Ready for rescue and assistance operations throughout her career, she was herself the recipient of aid in October 1963 when she was damaged by Hurricane Ginny while towing a destroyer escort. Relieved of her tow by a Coast Guard tug, she underwent repairs and, in November, resumed her services to the fleet. Two of her most notable salvage missions came in April 1966 and in January 1971. During the first, she assisted fire-fighting and salvage operations for MV Viking Princess which was located, on fire and drifting, in the Windward Passage. The second involved the storm damaged Brazilian freighter, Amazonia, loaded with lye, malt, raw plastics, bulk newsprint, and heavy mining equipment. For the latter operation, conducted off Bermuda, she was awarded the Meritorious Unit Commendation.

In November 1971, Salish returned to Mayport from three weeks duty providing services to Fleet Training Group, Guantanamo Bay, Cuba, and prepared for transfer to the Argentine Navy. She was decommissioned on 10 February 1972.

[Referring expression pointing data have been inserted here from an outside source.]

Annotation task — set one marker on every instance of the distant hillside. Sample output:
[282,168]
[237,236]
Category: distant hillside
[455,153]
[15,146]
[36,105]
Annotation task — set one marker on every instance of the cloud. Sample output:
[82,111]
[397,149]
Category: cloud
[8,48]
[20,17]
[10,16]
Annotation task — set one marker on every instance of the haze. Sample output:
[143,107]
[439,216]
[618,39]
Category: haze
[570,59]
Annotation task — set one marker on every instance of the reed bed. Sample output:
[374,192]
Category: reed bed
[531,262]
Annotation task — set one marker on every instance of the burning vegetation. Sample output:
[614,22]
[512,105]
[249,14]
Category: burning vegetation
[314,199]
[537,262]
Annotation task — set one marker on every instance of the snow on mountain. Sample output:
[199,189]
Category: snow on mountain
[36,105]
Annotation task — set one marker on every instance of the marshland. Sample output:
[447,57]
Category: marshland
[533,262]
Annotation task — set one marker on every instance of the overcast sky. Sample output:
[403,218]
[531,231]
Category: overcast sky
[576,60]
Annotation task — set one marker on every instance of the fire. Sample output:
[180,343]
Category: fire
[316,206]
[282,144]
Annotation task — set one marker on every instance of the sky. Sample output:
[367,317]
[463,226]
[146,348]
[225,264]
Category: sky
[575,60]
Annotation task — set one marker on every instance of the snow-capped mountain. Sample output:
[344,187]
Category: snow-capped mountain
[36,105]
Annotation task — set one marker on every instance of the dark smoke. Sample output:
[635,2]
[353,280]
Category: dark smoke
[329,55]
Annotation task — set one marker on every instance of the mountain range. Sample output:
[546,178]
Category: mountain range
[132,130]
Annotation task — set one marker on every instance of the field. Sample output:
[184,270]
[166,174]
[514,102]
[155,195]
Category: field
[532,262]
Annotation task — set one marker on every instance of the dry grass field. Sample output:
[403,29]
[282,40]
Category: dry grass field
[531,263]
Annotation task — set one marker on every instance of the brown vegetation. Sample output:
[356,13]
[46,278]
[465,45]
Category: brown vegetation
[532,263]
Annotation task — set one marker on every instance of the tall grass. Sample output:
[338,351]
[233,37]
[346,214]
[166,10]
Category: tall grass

==Argentine Navy service==

In 1972, the ship was acquired by the Argentine Navy and commissioned as the ARA Alférez Sobral (A-9). She served during the 1982 Falklands War. While searching for the crew of a downed Argentinian English Electric Canberra on the night of 2 May, she was attacked by two Royal Navy Lynx helicopters that fired four Sea Skua missiles at her, killing eight crewmembers. The Alférez Sobral, grievously damaged and unable to find the crew, returned to Puerto Deseado two days later and remained in port for the rest of the conflict. In August 2018, it was announced that the ship will be retired from service and will be kept as a museum ship in the city of Santa Fe. However, after several years at dock, Alférez Sobral was expended as target off Mar del Plata on 21 May 2025, shelled by the aviso ARA Puerto Argentino.